La presencia del mal inscrita en las culturas adquiere tal potencia que se
vuelve una realidad connatural en todas las personas, y les empuja a
practicarlo (cf. Rom 5,12-14). No es que la naturaleza sea en sí mala, pues
entonces afectaría a la bondad de Dios que la ha creado y le ha marcado unos
objetivos, según señala la Escritura. Es más bien que la historia elaborada por
los pueblos se asienta sobre unos pilares agrietados poniendo en riesgo la
morada que los cobija; transitan por un mundo cuyo ambiente está corrompido. De
esta forma, el hombre al respirar una atmósfera viciada, aviva su tendencia al
mal, pervierte su libertad y sus comportamientos, y contribuye, a su vez, a la
potencia solidaria y social del mal. Hay dos realidades que corroen la
existencia humana: la muerte sin sentido, anunciada por la enfermedad, el dolor
y la degradación psíquica y física, que rebela al hombre contra ella, no
obstante su dimensión contingente y finita; y la rotura de su integridad
personal que incide en su libertad y en su dominio de la concupiscencia,
entendida como un apetito que le empuja hacia el mal, y que sortea sus potencias
racional y afectiva. La quiebra interior, la distancia entre el ser y el hacer,
como experimenta Pablo, hace que la persona discurra por unos vericuetos
distintos del camino indicado por Dios y se aleje de su proyecto inscrito en la
imagen que lleva impresa. La disociación entre historia humana, persona
individual e imagen de Dios hace que la integridad humana se rompa y conduzca
al hombre a la práctica del mal, a admitir su responsabilidad y a cargar con la
culpa consiguiente.
Dios responde a las
acciones humanas libres, que ponen en marcha el mecanismo de destrucción y
muerte de la creación, con su presencia en la historia por medio de Jesús. La
Encarnación hace posible que el hombre cambie y se rehaga a sí mismo; a la vez,
ofrece la oportunidad de la reconciliación personal al reconciliarse con Dios,
y que la fuerza del mal se vea superada por la del bien: «Pues si por el delito
de uno murieron todos, mucho más abundantes se ofrecerán a todos el favor y el
don de Dios, por el favor de un solo hombre, Jesucristo. [...] Donde proliferó
el delito, lo desbordó la gracia.
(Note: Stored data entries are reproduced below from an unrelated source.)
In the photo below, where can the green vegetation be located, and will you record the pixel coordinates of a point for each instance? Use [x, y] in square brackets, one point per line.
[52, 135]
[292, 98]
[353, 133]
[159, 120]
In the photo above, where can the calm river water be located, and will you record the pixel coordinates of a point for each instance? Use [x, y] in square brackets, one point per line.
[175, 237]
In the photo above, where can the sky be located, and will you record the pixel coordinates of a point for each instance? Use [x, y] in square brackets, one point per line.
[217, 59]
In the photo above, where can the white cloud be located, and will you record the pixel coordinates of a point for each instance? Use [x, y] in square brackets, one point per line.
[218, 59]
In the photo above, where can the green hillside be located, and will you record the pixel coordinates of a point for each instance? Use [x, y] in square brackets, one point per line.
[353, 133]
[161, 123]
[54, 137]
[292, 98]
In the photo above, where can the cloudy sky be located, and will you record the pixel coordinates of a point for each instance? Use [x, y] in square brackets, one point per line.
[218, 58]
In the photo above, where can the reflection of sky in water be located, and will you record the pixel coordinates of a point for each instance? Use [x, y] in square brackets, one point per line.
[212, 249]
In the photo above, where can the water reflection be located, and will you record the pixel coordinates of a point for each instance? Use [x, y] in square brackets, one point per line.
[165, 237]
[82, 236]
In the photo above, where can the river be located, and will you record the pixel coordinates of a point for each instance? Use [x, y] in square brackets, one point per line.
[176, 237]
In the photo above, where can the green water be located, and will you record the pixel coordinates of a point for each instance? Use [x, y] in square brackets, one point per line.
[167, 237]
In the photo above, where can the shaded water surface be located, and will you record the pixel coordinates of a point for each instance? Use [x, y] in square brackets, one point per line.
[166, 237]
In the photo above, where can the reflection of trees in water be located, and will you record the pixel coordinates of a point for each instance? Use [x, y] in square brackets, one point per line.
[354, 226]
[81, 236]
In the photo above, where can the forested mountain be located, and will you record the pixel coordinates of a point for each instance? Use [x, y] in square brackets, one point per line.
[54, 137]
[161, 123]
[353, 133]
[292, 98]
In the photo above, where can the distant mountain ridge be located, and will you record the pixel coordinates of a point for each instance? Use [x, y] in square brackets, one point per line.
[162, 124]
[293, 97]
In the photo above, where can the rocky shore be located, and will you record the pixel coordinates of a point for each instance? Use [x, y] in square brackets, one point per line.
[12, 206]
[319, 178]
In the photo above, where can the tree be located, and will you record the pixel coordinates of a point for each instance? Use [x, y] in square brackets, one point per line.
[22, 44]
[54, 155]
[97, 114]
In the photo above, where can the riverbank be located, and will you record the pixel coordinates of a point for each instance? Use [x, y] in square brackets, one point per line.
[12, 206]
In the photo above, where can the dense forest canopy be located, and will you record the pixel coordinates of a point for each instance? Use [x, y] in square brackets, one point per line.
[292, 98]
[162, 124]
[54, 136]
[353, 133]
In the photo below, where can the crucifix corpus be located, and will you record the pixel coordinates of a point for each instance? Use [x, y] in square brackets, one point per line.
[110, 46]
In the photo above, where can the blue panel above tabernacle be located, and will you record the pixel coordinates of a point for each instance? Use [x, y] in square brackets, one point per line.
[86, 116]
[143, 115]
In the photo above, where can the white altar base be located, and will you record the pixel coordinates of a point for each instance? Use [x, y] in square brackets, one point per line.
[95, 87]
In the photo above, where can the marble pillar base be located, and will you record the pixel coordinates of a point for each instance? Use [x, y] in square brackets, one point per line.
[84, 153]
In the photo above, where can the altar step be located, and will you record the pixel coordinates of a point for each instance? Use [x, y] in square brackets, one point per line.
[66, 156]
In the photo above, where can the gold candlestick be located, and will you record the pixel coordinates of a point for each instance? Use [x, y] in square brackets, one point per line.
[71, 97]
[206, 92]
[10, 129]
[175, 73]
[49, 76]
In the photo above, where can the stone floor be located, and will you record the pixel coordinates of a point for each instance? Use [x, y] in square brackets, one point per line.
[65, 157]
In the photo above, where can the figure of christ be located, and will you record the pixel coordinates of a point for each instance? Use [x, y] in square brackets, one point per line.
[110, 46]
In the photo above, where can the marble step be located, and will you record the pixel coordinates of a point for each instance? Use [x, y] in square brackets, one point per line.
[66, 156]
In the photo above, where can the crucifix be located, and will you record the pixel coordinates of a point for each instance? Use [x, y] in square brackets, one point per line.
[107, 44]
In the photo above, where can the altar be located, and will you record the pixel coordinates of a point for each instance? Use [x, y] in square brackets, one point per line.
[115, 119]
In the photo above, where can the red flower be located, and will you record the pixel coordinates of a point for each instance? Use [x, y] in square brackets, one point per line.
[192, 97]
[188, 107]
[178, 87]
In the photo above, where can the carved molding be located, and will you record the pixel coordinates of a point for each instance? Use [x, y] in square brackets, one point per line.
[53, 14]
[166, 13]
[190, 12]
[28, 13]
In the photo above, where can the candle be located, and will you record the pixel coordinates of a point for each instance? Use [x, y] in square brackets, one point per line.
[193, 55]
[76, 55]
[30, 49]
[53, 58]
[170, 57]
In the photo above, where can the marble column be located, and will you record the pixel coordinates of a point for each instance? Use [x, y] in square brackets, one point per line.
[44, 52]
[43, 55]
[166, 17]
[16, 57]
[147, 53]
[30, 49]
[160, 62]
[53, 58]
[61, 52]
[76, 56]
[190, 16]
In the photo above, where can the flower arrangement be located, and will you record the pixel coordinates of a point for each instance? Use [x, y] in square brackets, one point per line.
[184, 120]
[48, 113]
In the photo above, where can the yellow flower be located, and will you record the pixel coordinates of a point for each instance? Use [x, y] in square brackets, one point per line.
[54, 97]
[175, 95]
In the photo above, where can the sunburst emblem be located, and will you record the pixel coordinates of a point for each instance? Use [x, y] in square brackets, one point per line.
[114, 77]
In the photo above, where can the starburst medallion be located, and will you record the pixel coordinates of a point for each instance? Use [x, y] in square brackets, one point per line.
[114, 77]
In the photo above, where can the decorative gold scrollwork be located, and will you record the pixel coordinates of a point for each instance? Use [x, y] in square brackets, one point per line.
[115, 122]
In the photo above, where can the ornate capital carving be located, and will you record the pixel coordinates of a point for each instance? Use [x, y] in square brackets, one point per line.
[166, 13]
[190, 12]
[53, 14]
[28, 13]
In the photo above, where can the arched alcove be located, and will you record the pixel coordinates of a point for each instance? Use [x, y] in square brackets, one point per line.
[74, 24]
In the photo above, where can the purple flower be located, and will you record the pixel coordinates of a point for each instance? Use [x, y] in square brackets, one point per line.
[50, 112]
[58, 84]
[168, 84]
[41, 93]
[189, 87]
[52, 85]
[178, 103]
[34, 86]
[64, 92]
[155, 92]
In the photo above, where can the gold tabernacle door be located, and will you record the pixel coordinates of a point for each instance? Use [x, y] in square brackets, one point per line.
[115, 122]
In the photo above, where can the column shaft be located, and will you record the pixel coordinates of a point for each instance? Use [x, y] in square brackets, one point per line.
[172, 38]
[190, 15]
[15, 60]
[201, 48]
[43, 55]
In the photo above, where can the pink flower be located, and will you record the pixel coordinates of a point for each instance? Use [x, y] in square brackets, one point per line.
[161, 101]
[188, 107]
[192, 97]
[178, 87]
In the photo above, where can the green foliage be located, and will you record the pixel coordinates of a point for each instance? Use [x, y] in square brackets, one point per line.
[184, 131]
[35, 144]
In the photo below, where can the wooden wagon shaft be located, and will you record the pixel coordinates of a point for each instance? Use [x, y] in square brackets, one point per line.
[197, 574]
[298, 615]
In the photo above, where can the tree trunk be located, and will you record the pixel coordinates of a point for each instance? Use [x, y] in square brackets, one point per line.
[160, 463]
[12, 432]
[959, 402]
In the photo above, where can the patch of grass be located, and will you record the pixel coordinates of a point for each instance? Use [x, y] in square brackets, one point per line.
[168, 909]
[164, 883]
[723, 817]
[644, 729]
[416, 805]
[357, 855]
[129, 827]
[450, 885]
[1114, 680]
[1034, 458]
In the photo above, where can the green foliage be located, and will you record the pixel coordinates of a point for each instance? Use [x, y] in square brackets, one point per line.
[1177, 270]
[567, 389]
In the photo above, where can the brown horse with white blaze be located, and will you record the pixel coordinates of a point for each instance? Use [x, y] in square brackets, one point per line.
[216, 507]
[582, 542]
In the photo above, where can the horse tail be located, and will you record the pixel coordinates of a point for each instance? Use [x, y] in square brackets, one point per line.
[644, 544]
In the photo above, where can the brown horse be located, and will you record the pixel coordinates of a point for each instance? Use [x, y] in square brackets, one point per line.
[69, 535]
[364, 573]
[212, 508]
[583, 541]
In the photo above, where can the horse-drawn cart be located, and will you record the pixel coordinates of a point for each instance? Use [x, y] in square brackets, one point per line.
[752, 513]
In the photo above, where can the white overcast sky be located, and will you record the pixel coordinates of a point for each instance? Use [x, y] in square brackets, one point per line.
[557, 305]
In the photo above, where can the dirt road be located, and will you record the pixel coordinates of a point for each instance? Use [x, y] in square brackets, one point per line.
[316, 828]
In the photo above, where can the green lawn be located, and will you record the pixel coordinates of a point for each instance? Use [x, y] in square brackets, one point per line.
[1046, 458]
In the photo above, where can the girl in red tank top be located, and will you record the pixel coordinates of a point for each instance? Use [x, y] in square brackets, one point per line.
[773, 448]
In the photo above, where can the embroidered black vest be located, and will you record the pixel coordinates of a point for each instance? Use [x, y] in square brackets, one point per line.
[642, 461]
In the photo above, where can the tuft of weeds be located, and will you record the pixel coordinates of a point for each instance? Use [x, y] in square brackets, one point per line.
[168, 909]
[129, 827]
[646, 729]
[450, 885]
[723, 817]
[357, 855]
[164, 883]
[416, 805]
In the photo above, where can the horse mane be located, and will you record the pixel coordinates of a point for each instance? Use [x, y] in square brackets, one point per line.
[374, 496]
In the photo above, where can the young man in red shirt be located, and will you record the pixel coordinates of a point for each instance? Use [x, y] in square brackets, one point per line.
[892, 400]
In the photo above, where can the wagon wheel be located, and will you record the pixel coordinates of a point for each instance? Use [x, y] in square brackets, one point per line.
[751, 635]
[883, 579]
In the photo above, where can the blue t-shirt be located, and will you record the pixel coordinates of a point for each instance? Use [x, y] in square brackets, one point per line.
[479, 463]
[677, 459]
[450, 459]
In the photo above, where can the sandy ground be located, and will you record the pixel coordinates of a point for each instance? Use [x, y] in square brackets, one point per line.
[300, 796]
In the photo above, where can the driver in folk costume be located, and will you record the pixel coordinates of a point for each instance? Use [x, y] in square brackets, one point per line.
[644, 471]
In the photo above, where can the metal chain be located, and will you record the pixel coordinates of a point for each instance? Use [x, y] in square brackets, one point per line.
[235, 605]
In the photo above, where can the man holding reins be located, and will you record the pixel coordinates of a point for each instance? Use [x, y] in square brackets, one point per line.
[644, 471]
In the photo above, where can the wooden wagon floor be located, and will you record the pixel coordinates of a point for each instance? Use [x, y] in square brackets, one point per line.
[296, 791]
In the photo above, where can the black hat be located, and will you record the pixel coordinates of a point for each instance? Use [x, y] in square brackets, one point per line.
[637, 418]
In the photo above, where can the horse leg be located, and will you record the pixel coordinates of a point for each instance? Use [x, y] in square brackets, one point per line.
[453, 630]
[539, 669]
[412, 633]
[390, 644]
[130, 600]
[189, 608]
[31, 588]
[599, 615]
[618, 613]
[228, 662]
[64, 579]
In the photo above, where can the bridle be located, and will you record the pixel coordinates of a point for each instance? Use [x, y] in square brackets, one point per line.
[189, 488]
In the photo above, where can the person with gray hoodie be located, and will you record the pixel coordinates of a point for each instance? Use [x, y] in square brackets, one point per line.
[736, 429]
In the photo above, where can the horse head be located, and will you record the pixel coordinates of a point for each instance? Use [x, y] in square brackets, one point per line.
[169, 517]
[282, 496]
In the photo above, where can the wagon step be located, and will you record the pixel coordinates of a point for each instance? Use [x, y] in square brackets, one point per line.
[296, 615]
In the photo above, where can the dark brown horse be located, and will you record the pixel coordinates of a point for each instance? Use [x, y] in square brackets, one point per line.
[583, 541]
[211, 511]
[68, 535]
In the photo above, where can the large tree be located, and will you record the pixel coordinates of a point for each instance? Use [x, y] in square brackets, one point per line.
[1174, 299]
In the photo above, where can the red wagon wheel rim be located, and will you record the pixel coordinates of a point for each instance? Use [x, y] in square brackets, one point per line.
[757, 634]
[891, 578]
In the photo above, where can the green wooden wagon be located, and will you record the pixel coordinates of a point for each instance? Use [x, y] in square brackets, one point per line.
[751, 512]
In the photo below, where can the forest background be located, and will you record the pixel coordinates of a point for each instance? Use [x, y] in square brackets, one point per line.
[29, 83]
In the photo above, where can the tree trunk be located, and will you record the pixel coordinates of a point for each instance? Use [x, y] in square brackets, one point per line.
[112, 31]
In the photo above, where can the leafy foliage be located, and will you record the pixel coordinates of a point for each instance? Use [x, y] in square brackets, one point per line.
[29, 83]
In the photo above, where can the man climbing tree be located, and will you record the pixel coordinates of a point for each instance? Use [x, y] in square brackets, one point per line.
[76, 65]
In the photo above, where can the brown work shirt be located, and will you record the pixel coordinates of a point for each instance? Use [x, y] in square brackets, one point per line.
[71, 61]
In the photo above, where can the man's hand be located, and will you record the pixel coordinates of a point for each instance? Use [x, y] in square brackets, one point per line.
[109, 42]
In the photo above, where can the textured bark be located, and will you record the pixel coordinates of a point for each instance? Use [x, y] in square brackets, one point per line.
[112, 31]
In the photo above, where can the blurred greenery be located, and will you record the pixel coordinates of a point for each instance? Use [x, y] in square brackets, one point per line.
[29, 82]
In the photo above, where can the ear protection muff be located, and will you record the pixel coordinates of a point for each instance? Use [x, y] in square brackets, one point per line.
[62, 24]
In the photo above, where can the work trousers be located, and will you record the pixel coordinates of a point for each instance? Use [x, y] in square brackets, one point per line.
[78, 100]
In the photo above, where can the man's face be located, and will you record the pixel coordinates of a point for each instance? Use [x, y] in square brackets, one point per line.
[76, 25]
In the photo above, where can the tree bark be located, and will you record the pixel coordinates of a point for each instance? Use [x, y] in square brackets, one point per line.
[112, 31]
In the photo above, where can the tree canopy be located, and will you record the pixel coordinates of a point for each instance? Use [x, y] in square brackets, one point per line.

Así como el pecado reinó por la muerte, así
la gracia, por medio de Jesucristo Señor nuestro, reinará por la justicia para
una vida eterna» (Rom 5,15.20-21). Aparece entonces una nueva dimensión de la
bondad que es más fuerte que la potencia del mal generada por las culturas y la
libertad individual. Toda persona percibe en su interior estos ecos de Dios y
de la maldad originando una tensión permanente en su vida.
La convivencia del
bien y del mal en la persona ¿cómo es factible experimentarla en favor del
bien, que es la victoria de Dios en Jesús? ¿Cuál es el camino que hay que
recorrer para que el bien se imponga definitivamente en el corazón humano?
Todavía más: ¿es acaso posible existir en los parámetros del amor dentro de una
historia corrompida capaz de cambiar razonablemente su perspectiva?